今天他們的主要議題就是如何應對大乘教的這次襲擊。
根據他們所說,大乘教並沒有對普通老百姓下手,而是針對基層的村委、鄉鎮府以及那些工作人員的家進行有針對性的定點打擊。
一個縣村莊眾多,想要派人到每一個村莊顯然是不現實的,但大乘教的出手規律毫無章法,根本無從防禦。
我提出了一個問題:“為什麼不上報,讓國家層面派出武裝力量進行鎮壓呢?”
眾人聽我這麼問,都用奇怪的眼神看著我。最後還是老馬解釋道:“本來每年春節,我們的武裝力量就處於三級戰備狀態。然而今年,阿三突然在邊境陳兵百萬,東方海上,西方列強也在進行實戰軍演,南面的海峽也不消停,這個時候,怎麼能大規模調動武裝力量來處理這種事!”
他說的這些我是真不知道,新聞當中報道的都是天下太平國泰民安的盛世景象,我又怎麼可能瞭解到這些。
“既然這樣,把所有相關人員全部集中到鄉鎮府,集中保護就行了。

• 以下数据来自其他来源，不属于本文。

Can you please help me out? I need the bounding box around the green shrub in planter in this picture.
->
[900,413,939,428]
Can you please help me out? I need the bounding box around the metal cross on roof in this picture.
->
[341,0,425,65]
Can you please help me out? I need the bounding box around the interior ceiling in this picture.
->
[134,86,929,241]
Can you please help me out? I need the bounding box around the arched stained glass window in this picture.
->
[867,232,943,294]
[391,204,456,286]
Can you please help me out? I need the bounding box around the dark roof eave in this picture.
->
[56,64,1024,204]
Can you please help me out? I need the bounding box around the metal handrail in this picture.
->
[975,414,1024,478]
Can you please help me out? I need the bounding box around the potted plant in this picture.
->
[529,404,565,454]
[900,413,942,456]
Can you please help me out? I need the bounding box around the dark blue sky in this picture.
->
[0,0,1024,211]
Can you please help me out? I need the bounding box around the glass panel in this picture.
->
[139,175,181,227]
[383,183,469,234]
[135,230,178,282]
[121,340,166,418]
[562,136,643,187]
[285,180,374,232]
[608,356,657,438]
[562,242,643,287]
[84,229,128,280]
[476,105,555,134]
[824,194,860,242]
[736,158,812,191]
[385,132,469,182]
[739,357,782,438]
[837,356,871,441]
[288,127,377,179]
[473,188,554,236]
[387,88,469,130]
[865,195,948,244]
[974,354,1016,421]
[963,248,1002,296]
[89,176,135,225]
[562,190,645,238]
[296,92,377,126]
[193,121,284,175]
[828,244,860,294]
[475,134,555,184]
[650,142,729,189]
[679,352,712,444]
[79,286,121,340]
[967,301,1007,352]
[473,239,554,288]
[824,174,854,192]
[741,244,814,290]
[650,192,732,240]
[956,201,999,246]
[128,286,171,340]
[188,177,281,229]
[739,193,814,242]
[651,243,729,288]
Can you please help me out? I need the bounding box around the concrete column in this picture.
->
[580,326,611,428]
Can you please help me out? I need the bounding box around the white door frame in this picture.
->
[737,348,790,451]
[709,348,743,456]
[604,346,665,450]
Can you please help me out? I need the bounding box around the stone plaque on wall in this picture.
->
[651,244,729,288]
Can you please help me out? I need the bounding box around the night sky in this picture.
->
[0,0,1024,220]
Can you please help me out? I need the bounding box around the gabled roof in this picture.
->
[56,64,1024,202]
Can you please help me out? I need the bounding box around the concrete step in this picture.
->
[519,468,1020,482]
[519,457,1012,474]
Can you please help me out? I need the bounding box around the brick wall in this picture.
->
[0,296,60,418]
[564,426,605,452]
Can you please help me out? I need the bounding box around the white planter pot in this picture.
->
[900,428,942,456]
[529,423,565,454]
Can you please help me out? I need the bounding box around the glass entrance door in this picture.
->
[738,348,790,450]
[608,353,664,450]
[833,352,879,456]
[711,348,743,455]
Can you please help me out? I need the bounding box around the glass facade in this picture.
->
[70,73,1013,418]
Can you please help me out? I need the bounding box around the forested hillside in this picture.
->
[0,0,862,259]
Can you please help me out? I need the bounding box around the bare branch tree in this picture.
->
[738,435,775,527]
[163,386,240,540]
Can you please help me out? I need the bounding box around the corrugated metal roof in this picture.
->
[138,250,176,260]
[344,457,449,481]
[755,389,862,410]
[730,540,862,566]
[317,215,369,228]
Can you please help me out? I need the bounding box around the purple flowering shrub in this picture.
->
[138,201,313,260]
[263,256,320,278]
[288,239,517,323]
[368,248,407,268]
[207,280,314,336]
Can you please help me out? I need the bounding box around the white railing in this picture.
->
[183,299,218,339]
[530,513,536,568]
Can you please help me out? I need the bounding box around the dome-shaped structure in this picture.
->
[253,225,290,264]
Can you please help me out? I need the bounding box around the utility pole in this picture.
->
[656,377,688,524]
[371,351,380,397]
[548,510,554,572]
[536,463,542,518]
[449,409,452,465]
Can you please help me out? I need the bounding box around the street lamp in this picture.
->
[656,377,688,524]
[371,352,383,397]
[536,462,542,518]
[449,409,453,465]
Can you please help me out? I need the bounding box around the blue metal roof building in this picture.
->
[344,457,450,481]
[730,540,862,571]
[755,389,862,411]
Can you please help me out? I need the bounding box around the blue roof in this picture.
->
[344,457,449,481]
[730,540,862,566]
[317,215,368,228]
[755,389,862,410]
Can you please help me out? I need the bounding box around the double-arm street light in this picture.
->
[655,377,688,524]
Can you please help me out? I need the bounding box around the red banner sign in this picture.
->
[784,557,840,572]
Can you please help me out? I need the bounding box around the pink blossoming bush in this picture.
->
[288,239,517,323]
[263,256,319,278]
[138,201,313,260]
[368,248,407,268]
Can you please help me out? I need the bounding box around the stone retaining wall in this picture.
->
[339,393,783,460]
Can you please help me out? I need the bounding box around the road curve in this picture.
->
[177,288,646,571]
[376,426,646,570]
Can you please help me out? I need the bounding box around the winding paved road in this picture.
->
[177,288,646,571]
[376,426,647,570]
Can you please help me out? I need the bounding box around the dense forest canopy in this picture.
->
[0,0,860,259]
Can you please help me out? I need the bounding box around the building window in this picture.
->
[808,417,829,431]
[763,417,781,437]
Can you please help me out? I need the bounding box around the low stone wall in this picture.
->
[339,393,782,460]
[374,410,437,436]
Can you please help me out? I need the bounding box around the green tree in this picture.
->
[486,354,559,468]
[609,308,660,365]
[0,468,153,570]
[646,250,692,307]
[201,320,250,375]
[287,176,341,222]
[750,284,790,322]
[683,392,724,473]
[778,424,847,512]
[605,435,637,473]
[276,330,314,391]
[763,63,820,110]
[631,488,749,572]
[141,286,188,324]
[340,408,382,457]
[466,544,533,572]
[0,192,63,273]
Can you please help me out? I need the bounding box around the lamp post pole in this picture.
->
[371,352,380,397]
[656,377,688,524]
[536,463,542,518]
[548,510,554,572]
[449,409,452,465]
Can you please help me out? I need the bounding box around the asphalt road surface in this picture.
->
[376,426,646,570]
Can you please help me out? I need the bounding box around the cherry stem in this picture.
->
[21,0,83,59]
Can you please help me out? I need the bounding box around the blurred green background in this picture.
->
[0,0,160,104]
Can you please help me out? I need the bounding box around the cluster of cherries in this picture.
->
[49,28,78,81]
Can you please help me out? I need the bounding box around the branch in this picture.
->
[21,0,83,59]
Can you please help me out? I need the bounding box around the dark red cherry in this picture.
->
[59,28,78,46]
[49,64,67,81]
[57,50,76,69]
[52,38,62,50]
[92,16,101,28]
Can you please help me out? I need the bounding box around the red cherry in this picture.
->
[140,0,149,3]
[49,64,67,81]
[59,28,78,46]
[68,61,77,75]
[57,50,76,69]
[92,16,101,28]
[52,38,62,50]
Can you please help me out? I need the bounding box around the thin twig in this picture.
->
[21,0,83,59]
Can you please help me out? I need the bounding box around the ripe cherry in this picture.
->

”我再次提出了自己的建議。
被炸了衣服的女人冷聲道:“你以為那些人都那麼配合?有些芝麻綠豆大的小官,脾氣比天還大。況且,每個人就是一個家庭,把這麼多人集中起來那得多少人?後勤如何保障?更何況,現在是過年,這麼幹會引起多大的恐慌?我看你就是嘴上沒毛,辦事不牢!”
被這個女人劈頭蓋臉說了一通,我也無言以對。拋開個人恩怨,他所說的事實的確存在。
至此,我沒有反駁,也沒有繼續開口。
老馬開口道:“還是按照我們先前說的吧,我們治安系統負責巡查,發現情況立即彙報,然後就近的隊伍前往支援,抓到的邪教人員交給我們看押。”
一位中年男子嘆道:“也只能按照這個辦法執行了,只是我們聯絡了本地那麼多修行者,來到這裡的卻寥寥無幾!”
聽到他這麼說,我頓時想到了那個看門的年輕僧人,怪不得他脾氣那麼大,看來在我之前應該有不少人來敲過門,應該都被他給攔住了。
“呵呵,你們還是去問問那位看門的大師吧!看看他先後攔下了多少人!”
我自然是趁著這個機會調侃他們一下,既然邀請了修行者赴會,不說派人接也就罷了,門口非但沒人接待。還放了一條攔路狗,這讓誰遇到,肯定也是打道回府了。
“這……”中年人一時不知如何應答。
另一位稍年輕的男人冷著臉替他解圍:“哼!真想來的,豈能被一個小小守門人擋住!既然進不來,難道不會在門口打電話聯絡我們?”
好嘛,怪不得那個看門僧人敢如此,就憑此人的言語,我已經可以窺見這個組織的本質了。
這與“何不食肉糜”的言論有何區別?
大家都是放棄在家過年,過來義務幫忙,大門都進不來。而此人還能說出這種驚世駭俗的話。
“拋開事實不談,他們也有錯是嗎?”我立刻揶揄了一句。
老馬立刻開口打圓場,“好了,雖然人手少,但是做了總比不做好,我們就按照先前的計劃,分成八個隊伍,分別前往八個方向,就近支援。”
其實這個方案也是目前最可行的,只是八支隊伍太少了,八個方向,無非是東西南北、東北、東南、西北、西南。
一個縣城,這八個方向派出人,每個隊伍最遠可能距離幾十公里。如果等到發現情況派人過去,可能大乘教早就收工走人了。
不過我在這裡並不參與決策,只是應了老馬個人的邀請前來幫忙,至於其他的,我也不想多管。
除了在這裡參會的幾十人,還有二百多人在外面支援各處,分成八個隊伍,每個隊伍估計能有二三十人。